4). So-called junk food is perfectly nutritious. A big Mac meal comprises meat, bread, salad and potatoes -- which is a mainstream Western diet. If that is bad then we are all in big trouble.
5). Food warriors demonize salt and fat. But we need a daily salt intake to counter salt-loss through perspiration and the research shows that people on salt-restricted diets die SOONER. And Eskimos eat huge amounts of fat with no apparent ill-effects. And the average home-cooked roast dinner has LOTS of fat. Will we ban roast dinners?
6). The foods restricted are often no more calorific than those permitted -- such as milk and fruit-juice drinks.
7). Tendency to weight is mostly genetic and is therefore not readily susceptible to voluntary behaviour change.
8). And when are we going to ban cheese? Cheese is a concentrated calorie bomb and has lots of that wicked animal fat in it too. Wouldn't we all be better off without it? And what about butter and margarine? They are just about pure fat. Surely they should be treated as contraband in kids' lunchboxes! [/sarcasm].
9). And how odd it is that we never hear of the huge American study which showed that women who eat lots of veggies have an INCREASED risk of stomach cancer? So the official recommendation to eat five lots of veggies every day might just be creating lots of cancer for the future! It's as plausible (i.e. not very) as all the other dietary "wisdom" we read about fat etc.
10). And will "this generation of Western children be the first in history to lead shorter lives than their parents did"? This is another anti-fat scare that emanates from a much-cited editorial in a prominent medical journal that said so. Yet this editorial offered no statistical basis for its opinion -- an opinion that flies directly in the face of the available evidence.

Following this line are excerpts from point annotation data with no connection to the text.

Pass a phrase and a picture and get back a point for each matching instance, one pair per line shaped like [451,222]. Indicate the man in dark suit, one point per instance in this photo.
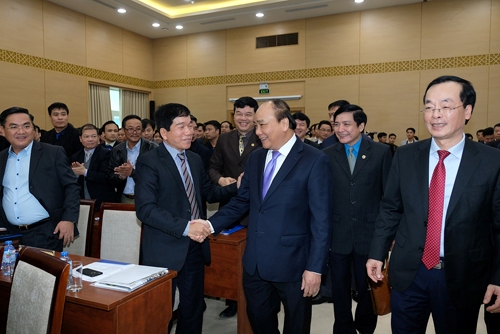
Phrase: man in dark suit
[360,169]
[39,190]
[287,244]
[91,166]
[121,169]
[230,156]
[63,134]
[171,187]
[442,207]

Even statistical correlations far stronger than anything found in medical research may disappear if more data is used. A remarkable example from Sociology:
"The modern literature on hate crimes began with a remarkable 1933 book by Arthur Raper titled The Tragedy of Lynching. Raper assembled data on the number of lynchings each year in the South and on the price of an acre's yield of cotton. He calculated the correlation coefficient between the two series at -0.532. In other words, when the economy was doing well, the number of lynchings was lower.... In 2001, Donald Green, Laurence McFalls, and Jennifer Smith published a paper that demolished the alleged connection between economic conditions and lynchings in Raper's data. Raper had the misfortune of stopping his analysis in 1929. After the Great Depression hit, the price of cotton plummeted and economic conditions deteriorated, yet lynchings continued to fall. The correlation disappeared altogether when more years of data were added."So we must be sure to base our conclusions on ALL the data. But in medical research, data selectivity and the "overlooking" of discordant research findings is epidemic.
"What we should be doing is monitoring children from birth so we can detect any deviations from the norm at an early stage and action can be taken". Who said that? Joe Stalin? Adolf Hitler? Orwell's "Big Brother"? The Spanish Inquisition? Generalissimo Francisco Franco Bahamonde? None of those. It was Dr Colin Waine, chairman of Britain's National Obesity Forum. What a fine fellow!